Common Issues & Challenges

The most common latency issues stem from cold starts, where the first request takes 3-5x longer due to model loading and connection establishment. Network variability causes inconsistent performance, with mobile networks adding 50-200ms compared to broadband. Model selection presents a trade-off: GPT-4 provides better responses but adds 500-1000ms versus GPT-3.5. Geographic distance to servers can add 100-300ms for transcontinental calls. Many teams overlook the impact of sequential processing - waiting for complete utterances before processing instead of streaming, which can add 500ms+ to perceived latency.

Implementation Guide

Start by measuring baseline latency across your entire pipeline using tools like OpenTelemetry or custom instrumentation. Set up monitoring for p50, p90, and p99 metrics to understand both typical and worst-case performance. Implement streaming wherever possible - use streaming STT, streaming LLM responses, and chunked TTS playback.

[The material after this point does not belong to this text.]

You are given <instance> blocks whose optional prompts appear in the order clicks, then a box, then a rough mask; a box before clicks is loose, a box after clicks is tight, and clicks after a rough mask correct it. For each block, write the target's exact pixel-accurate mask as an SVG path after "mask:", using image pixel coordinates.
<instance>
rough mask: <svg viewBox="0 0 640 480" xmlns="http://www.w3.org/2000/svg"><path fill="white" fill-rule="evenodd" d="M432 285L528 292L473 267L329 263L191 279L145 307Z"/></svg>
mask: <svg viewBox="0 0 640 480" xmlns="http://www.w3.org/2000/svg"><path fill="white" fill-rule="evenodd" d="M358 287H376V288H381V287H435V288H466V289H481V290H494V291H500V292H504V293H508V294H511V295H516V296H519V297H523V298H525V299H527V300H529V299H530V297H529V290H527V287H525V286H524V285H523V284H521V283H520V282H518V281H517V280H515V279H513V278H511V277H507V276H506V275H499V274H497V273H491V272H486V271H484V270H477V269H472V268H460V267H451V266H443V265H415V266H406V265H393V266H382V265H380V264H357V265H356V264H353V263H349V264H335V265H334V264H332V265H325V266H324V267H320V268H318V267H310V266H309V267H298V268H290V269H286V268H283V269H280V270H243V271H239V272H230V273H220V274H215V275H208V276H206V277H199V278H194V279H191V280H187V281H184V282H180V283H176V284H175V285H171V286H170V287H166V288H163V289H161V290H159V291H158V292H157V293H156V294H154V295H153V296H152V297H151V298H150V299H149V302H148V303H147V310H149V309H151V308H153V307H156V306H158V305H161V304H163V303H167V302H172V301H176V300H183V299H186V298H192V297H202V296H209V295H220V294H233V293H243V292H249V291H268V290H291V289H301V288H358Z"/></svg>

Choose models strategically: use faster models for simple queries and reserve larger models for complex requests. Deploy services geographically close to users using CDNs or edge computing. Implement connection pooling and keep-alive to avoid reconnection overhead. Consider pre-computing common responses and using response caching for frequently asked questions. For critical applications, implement fallback strategies when latency exceeds thresholds.